I couldn’t help but notice how many blank bubbles there were on the ballot under the incumbents in our local election. While some seats were contested, most were not. There seems to be a lack of interest to govern.
As the dust settles from recent elections, national attention in the media regarding civics education in the United States has heightened. From an Annenburg Public Policy poll, only 26% of Americans can name all three branches of government. That means 74% of Americans don’t understand the basic premise of our representative democracy! Similarly, voter turnout is at an all-time low since 1996, and the National Education Assessment Progress (NAEP) civics exam from 2017 reported only 23% of American eighth graders met basic level of understanding on civics.
I can believe it. I remember in college a friend saying she was majoring in civics; I didn’t really know what that meant. I learned how a bill becomes a law from morning cartoons. If you were a Saturday morning boob tube watcher in the 1980s, you probably remember those public service commercials produced by School House Rock. We learned all kinds of useful information from those animated shorts, like how milk becomes cheese and most memorably how a bill goes through the legislature from the House or Senate committees, to the floor, to the next chamber of Congress, and then to the president for signing.
My eighth-grade teacher made us memorize, verbatim, the Bill of Rights and then chose another amendment to study. We didn’t do too much critical thinking around these rights, but we at least we read them. Besides, how can you think critically about something you’ve never read.

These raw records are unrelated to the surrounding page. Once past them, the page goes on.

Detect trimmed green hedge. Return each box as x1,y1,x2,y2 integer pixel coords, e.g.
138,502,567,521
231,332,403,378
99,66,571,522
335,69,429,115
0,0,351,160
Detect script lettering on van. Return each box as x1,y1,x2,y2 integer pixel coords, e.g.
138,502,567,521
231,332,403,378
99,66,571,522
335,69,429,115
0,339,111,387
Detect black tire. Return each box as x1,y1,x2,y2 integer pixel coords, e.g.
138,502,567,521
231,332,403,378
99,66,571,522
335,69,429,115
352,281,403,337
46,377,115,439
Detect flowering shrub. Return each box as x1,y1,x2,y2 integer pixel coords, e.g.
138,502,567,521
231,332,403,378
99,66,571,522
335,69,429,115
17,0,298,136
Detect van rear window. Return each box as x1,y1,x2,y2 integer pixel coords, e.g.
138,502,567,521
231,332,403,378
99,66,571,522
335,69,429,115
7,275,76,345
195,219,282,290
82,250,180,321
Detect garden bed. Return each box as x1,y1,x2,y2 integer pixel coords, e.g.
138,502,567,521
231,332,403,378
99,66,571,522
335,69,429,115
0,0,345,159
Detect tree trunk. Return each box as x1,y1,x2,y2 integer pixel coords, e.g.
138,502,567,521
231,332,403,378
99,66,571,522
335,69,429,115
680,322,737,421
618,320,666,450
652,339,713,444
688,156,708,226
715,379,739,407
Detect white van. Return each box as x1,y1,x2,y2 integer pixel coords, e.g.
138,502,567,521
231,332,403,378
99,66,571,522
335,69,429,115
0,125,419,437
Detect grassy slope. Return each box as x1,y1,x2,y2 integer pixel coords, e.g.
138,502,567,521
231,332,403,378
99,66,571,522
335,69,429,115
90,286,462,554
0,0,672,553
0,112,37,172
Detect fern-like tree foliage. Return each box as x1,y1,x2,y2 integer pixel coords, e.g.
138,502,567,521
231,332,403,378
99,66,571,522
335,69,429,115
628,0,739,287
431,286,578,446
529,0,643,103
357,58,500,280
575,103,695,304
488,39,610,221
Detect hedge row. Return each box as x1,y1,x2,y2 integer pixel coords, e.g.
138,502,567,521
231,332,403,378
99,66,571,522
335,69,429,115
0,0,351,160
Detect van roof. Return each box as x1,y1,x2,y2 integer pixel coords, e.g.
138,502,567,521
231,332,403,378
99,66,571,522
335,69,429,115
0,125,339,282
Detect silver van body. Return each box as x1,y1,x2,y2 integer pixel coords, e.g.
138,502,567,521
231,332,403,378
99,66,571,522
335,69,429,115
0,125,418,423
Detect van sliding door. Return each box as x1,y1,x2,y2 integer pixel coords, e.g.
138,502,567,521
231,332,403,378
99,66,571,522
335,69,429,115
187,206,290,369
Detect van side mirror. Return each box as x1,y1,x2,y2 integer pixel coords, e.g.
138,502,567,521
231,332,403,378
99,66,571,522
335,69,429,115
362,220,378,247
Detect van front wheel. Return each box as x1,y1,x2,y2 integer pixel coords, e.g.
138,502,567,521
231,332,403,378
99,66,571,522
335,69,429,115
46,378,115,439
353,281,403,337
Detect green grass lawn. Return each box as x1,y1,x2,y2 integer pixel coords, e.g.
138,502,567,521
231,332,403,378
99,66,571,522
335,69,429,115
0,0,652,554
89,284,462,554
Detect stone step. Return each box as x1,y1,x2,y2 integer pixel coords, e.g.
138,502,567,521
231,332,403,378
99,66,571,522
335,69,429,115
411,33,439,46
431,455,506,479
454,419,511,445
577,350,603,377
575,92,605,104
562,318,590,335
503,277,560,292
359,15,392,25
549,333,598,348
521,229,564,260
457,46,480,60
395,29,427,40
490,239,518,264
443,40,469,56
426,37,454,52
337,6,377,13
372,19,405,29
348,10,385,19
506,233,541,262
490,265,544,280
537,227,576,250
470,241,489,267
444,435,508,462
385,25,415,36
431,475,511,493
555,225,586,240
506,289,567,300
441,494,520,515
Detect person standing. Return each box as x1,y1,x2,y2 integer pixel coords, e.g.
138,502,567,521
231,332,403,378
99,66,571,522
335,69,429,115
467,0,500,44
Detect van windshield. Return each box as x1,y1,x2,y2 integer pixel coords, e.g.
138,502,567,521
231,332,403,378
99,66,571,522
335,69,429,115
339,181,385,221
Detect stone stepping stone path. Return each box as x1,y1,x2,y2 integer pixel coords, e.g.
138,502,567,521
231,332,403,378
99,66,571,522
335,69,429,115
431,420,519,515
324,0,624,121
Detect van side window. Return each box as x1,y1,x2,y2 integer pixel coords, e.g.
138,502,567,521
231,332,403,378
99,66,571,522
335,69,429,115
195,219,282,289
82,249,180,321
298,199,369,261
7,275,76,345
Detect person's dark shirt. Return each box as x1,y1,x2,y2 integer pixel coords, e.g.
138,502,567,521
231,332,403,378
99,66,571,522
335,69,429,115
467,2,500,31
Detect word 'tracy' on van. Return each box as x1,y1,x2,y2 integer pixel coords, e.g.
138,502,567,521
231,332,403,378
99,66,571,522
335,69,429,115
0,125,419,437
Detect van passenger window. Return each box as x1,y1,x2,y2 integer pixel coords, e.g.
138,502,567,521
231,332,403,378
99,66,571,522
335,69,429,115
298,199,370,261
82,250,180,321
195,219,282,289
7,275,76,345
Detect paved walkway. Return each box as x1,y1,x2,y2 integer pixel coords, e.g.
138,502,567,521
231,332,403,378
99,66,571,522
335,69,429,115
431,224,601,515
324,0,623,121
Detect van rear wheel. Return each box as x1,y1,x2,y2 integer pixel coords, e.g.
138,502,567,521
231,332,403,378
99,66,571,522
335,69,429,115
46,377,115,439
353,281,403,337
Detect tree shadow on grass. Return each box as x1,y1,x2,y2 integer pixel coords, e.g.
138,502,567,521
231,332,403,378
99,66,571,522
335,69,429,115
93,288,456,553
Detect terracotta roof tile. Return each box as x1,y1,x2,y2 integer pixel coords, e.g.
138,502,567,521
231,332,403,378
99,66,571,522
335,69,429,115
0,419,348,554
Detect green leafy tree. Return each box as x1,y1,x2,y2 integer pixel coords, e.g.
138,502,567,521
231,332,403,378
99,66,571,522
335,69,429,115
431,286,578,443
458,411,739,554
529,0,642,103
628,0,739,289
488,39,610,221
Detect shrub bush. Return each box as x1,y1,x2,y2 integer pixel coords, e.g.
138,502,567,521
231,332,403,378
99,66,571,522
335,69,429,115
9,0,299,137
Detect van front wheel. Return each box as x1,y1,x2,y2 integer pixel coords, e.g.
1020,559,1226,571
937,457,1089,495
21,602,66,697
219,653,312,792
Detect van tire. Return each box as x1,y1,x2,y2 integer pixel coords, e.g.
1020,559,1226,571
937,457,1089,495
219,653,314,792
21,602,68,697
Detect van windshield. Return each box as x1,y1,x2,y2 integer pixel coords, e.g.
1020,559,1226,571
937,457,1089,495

My generation might be the last to have any hope in governance. It helped that my best friend’s aunt was married to a Congressman, so I had a peripheral awareness that legislators were real people. But as I look across the landscape of civic engagement, it’s mostly grey hair.
Cynicism about government among young people appears to be non-partisan. Young people rally around causes. They crowd-source money, they march the streets, and they demonstrate around topics of deep importance. It’s not that they are not involved, they just aren’t involved directly in the political system. Who can blame them, really? Sitting through most public proceedings are about as fun as a root canal. Rallies and marches — more fun.
They all point to the corruption, the big money, the special interests, the corporate greed, the political ambitions for re-election with little regard for their constituents, the electoral college, the gerrymandering. I don’t dispute these all have credible claims, but could it be the pure lack of solid foundation of how the government is structured that also breeds the cynicism? It’s much easier to be critical of something we don’t understand, right? And almost impossible to be engaged. Ignorance is the foundation of intolerance. Could we be breeding a culture intolerant to democracy?
Well at least here at Methow Valley Elementary, you’ll be happy to know that civic engagement is alive and well. The second-grade classrooms recently wrapped their unit study on “how we organize ourselves.” Each class got a chance to form a local town, elect a mayor, select a town planner, and erect a city full of bustling businesses. The fine residents of Sanders City, Millersville and Bakersville took much pride in their communities and invited visitors last Friday for a tour and shopping. I had a manicure at the salon in Sanders City and a fitness and heart check at the doctor’s office in Bakersville. So at least the second graders are off to a good start.
Also promising, Washington state recently adopted a new graduation standard to teach one-half credit of civic education that covers: government organization and procedures; state and federal constitutional rights and responsibilities; current issues addressed at each level of government; electoral issues; completion of the civics component of the federally administered naturalization test; and the importance in a free society of living basic values and character traits as defined by the state. That seems like a lot to pack into a half-credit, but at least it’s a start. If we don’t educate our children about governance, who will govern?